Indústrias de etanol do Centro-Sul representadas pela Unica chegaram a um acordo com parte dos produtores de cana de açúcar para divisão da receita líquida gerada pelos créditos de descarbonização (CBIOs) do RenovaBio. O acordo setorial será apresentado ao Congresso Nacional para discussão no PL 3149/20.

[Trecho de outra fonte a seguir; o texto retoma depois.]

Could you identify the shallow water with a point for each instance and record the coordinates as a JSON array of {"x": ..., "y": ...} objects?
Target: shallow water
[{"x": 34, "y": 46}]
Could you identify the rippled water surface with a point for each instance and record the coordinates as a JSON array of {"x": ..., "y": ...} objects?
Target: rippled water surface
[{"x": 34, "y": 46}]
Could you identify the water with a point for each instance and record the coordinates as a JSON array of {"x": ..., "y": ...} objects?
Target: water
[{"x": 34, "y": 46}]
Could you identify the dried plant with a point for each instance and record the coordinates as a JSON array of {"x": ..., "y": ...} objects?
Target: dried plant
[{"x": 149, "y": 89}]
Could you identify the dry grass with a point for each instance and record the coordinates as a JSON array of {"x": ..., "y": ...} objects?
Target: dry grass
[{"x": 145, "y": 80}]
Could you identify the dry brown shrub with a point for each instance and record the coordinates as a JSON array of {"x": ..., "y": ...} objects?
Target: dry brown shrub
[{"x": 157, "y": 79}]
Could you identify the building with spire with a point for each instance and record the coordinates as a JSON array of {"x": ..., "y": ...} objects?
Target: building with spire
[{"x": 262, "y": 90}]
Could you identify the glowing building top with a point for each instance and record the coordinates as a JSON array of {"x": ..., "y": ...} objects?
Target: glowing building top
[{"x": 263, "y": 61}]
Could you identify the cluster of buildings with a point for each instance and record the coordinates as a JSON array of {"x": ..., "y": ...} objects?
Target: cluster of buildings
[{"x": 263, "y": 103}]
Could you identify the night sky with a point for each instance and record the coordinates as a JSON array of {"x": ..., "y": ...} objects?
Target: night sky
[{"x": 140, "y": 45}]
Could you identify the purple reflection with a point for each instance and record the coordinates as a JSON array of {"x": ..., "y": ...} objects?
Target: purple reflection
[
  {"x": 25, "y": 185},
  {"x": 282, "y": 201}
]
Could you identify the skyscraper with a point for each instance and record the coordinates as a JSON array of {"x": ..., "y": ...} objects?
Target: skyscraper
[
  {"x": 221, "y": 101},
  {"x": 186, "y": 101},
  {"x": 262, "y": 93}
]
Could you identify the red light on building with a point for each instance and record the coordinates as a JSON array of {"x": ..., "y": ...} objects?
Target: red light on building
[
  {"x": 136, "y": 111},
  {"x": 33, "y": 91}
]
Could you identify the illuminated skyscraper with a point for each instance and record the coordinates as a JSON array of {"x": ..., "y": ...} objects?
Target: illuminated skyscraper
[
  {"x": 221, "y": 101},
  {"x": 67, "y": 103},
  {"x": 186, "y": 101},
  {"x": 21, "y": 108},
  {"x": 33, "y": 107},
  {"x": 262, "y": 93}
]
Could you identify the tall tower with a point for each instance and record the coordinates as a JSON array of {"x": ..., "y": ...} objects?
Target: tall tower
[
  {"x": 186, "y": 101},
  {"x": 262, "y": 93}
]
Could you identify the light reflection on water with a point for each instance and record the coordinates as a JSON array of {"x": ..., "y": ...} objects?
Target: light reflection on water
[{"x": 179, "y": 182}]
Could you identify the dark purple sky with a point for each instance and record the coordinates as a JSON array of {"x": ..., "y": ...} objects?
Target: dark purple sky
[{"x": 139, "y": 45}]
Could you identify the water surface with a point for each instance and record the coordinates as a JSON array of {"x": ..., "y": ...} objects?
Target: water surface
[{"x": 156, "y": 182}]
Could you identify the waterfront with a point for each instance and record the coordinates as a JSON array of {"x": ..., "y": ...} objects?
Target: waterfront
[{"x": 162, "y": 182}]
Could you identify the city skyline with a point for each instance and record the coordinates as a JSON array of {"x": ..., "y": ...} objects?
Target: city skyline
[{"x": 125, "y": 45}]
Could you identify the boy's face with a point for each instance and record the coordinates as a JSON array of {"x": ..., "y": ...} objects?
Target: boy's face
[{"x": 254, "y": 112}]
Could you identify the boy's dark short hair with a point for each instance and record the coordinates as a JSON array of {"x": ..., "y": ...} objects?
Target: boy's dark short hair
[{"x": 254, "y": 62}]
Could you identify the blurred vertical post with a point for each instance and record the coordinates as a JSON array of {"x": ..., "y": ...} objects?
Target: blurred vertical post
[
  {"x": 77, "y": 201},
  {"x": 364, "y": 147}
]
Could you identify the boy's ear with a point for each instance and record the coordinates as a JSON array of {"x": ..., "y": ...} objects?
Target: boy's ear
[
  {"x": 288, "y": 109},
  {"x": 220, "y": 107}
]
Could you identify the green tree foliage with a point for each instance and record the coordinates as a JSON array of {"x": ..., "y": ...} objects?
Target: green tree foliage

A Orplana, no entanto, não assina o documento. Para o grupo que representa aproximadamente 11 mil fornecedores de cana da região, e é um dos articuladores da discussão no Congresso, ainda não está claro como será a divisão. Entenda o que está em jogo

Mitigação na indústria

O Ministério do Desenvolvimento, Indústria, Comércio e Serviços (MDIC) instalou, nesta sexta (17/5), um grupo de trabalho para elaborar o plano de mitigação de gases de efeito estufa para a indústria. Também foi criado um GT para desenvolvimento da indústria eólica. Veja detalhes

Solar compartilhada

A Delta Energia divulgou, nesta sexta (17/5), a captação de R$ 250 milhões com a estruturação de Certificados de Recebíveis Imobiliários (CRI) de geração distribuída para construir 20 usinas solares nos estados de SP, RJ, MS e DF. O papel tem a duração de até oito anos e poderá ser negociado no mercado secundário.